My own personal life was affected when a personal vendetta against my husband, Raja Goonesekere, then Principal of the Law College and Chair of the Civil Rights Movement, for daring to publish a statement critical of Minister Felix Dias Bandaranaike’s response to criminal justice after the JVP uprising, led to legislation eroding the autonomy of the Council of Legal Education. My husband lost his job as Principal of the Law College on false and trumped up allegations of being a CIA agent, because he was engaged in a research project on the legal profession  supported by an American institution. Fellow researchers in the project were the late Neelan Tiruchelvam and the late Justice ARB Amerasinghe!

The state control of media meant we could not challenge the fake news being published. We survived and coped with this difficult period because we had enormous family support, and  access to the best legal advice, from our friends Suriya Wickremesinghe and late Desmond Fernando, Chula de Silva and Mr. Satyendra PC. As I reflected on the trauma suffered later by others because of State abuse of power, I realized how fortunate we were not to confront the arbitrary exercise of State power that placed individual lives at risk.  We left the country despite my husband’s deep conviction: “one man and one woman and one country”. By the time we returned in 1982, JR Jayewardene had won  a landslide victory with a commitment  to  introduce a new constitution that would bring for the People  Dharmishta governance based on respect for the Rule of law and democratic values.

The Jayewardene era introduced in this country the concept of an all powerful Executive President who would dominate   all aspects of governance.

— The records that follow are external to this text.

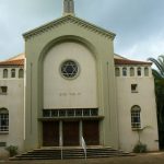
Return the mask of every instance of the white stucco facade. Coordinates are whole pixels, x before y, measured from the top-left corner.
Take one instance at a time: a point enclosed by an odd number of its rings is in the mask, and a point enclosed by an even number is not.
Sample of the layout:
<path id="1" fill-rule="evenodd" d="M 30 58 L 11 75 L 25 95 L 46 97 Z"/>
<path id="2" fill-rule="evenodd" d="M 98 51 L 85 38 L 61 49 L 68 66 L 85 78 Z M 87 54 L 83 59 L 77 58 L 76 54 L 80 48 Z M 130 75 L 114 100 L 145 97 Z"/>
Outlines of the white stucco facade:
<path id="1" fill-rule="evenodd" d="M 0 62 L 0 89 L 8 87 L 0 94 L 0 154 L 4 144 L 16 145 L 20 152 L 60 147 L 69 139 L 66 145 L 72 145 L 73 140 L 73 145 L 81 145 L 82 136 L 90 145 L 131 152 L 138 142 L 131 119 L 133 106 L 140 108 L 140 115 L 133 118 L 137 128 L 149 126 L 141 132 L 141 142 L 149 151 L 159 150 L 150 62 L 115 56 L 114 33 L 73 15 L 27 32 L 24 38 L 25 55 Z M 72 79 L 61 71 L 69 60 L 78 66 Z M 1 128 L 3 108 L 9 113 L 5 131 Z M 69 133 L 72 136 L 67 138 Z"/>
<path id="2" fill-rule="evenodd" d="M 125 66 L 124 66 L 125 67 Z M 133 66 L 134 69 L 141 68 L 141 75 L 126 77 L 120 74 L 117 79 L 117 101 L 118 101 L 118 120 L 119 120 L 119 145 L 122 150 L 132 150 L 138 143 L 139 137 L 137 130 L 131 128 L 131 108 L 134 105 L 141 108 L 141 142 L 148 145 L 149 151 L 159 150 L 159 134 L 156 120 L 156 103 L 154 93 L 154 79 L 151 68 L 149 75 L 144 75 L 144 67 Z M 121 67 L 120 67 L 121 68 Z M 127 68 L 130 68 L 127 67 Z M 131 91 L 131 84 L 137 84 L 137 91 Z M 155 117 L 154 117 L 155 116 Z"/>
<path id="3" fill-rule="evenodd" d="M 66 80 L 60 67 L 66 60 L 79 67 L 77 77 Z M 78 43 L 52 47 L 44 59 L 44 108 L 96 108 L 96 61 L 91 51 Z"/>
<path id="4" fill-rule="evenodd" d="M 17 78 L 20 68 L 16 68 L 16 78 L 2 78 L 4 68 L 0 68 L 0 86 L 8 86 L 7 94 L 0 94 L 0 108 L 9 112 L 9 131 L 0 131 L 0 142 L 7 147 L 16 145 L 19 152 L 24 150 L 24 79 Z M 5 68 L 11 70 L 11 68 Z M 8 153 L 0 148 L 0 154 Z M 0 155 L 0 156 L 1 156 Z"/>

The immediate  negative impact on several aspects of governance is recorded in publications on the period which examine the  searing experience of ethnic and other forms of both  State and individual acts of  violence, especially in the period of armed conflict. However, fundamental rights were justiciable in the courts and judges like late Mark Fernando and ARB Amerasinghe supported by human rights and Constitutional lawyers like my husband and late HL de Silva created a body of jurisprudence that helped to make rights meaningful for people who suffered state violence and abuse of power.

I was in university administration during the years of the UNP governments of Presidents Jayawardene and Premadasa and    never experienced the political interference of the 1972 government. Excellent leadership by UGC Chairman Arjuna Aluvihare, and Professor Dayantha Wijesekere of the Open University helped us survive the violence and cope with the stresses. University Teachers for Human Right s (UTHR) was established in this period with the full support of Prof. Aluvihare and Vice Chancellors like Prof Wijesekere. One great act of courage by Arjuna was when he as Vice Chancellor of the University of Peradeniya, saved a student tied to a post on campus from being set on fire. Such acts of brutality but institutions and the legal profession functioned, with responsible leadership. Freedom of speech and expression had some space in universities though there was State violence against journalists even in these times.